Having access to a large artificial supply of resources is what it does on any difficulty
I think this may be a contributing factor for some of the weird behaviour. With the current economy you can outstrip your food/mineral production with growth, so an AI empire could actually colonize a number of poor quality planets early with its Free Resources and come mid game these can't keep up with pop growth and demands but were propped up by the free stuff for so long it's pigeonholed into this planet layout just to survive.
They will also go bankrupt trying to stay competitive on the diplomacy screen since this is all the AI cares about, spending all their resources to get the necessary alloys just to exist without being declared war on but in doing so completely hamstringing their economic growth which then gets overwhelmed by growing populations.
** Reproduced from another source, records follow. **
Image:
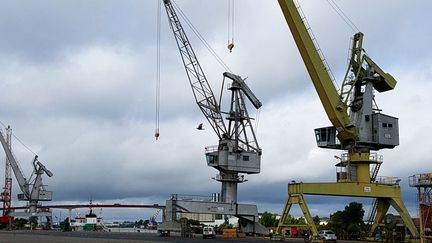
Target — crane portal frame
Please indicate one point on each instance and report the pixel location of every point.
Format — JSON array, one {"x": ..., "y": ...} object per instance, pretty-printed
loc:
[{"x": 358, "y": 127}]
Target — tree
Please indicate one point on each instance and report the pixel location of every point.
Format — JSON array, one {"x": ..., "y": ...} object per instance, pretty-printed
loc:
[
  {"x": 268, "y": 220},
  {"x": 64, "y": 225},
  {"x": 348, "y": 222}
]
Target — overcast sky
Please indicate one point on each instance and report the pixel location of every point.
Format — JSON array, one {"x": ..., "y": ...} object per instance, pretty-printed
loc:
[{"x": 78, "y": 88}]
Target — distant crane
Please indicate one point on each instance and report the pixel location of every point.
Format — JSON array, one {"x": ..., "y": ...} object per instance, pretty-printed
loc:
[
  {"x": 33, "y": 190},
  {"x": 6, "y": 195},
  {"x": 358, "y": 126}
]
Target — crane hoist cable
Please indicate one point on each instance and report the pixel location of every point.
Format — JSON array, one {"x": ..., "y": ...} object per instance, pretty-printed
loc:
[
  {"x": 158, "y": 69},
  {"x": 25, "y": 146},
  {"x": 201, "y": 38},
  {"x": 343, "y": 16},
  {"x": 230, "y": 25}
]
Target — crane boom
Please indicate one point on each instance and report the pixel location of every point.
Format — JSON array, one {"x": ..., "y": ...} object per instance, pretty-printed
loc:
[
  {"x": 22, "y": 181},
  {"x": 201, "y": 89},
  {"x": 336, "y": 110}
]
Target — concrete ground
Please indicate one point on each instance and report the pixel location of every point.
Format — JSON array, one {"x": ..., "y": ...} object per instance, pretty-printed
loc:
[{"x": 111, "y": 237}]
I think with the changes 2.2 brought it is time for a revamp of what difficulty scaling does, as flat resource boosts only get them so far before the exponential demand for food and consumer goods kicks them down. Maybe boosts to pop growth or market discounts.
They also put so much emphasis on being "equivalent" with their neighbours. If you are superior in Fleet, Economy, or Research, the AI will just ignore you because it assumes it will lose, which results in really boring gameplay when you have a good start and awfully unfair gameplay when you didn't start snowballing early enough or your AI neighbour did.
Far too many issues in this game arise from the fact the AI has perfect knowledge of everything that is going on at all times across the entire galaxy as well as their attitude being mostly based on your empire traits and not on whether you really are purging the slugs next door, or in control of a system they really want.
TLDR: AI is spending all it can just to survive with the new economy, and doesn't set the necessary groundwork to snowball that is essential for Stellaris as well as putting too much emphasis on diplomatic equivalency.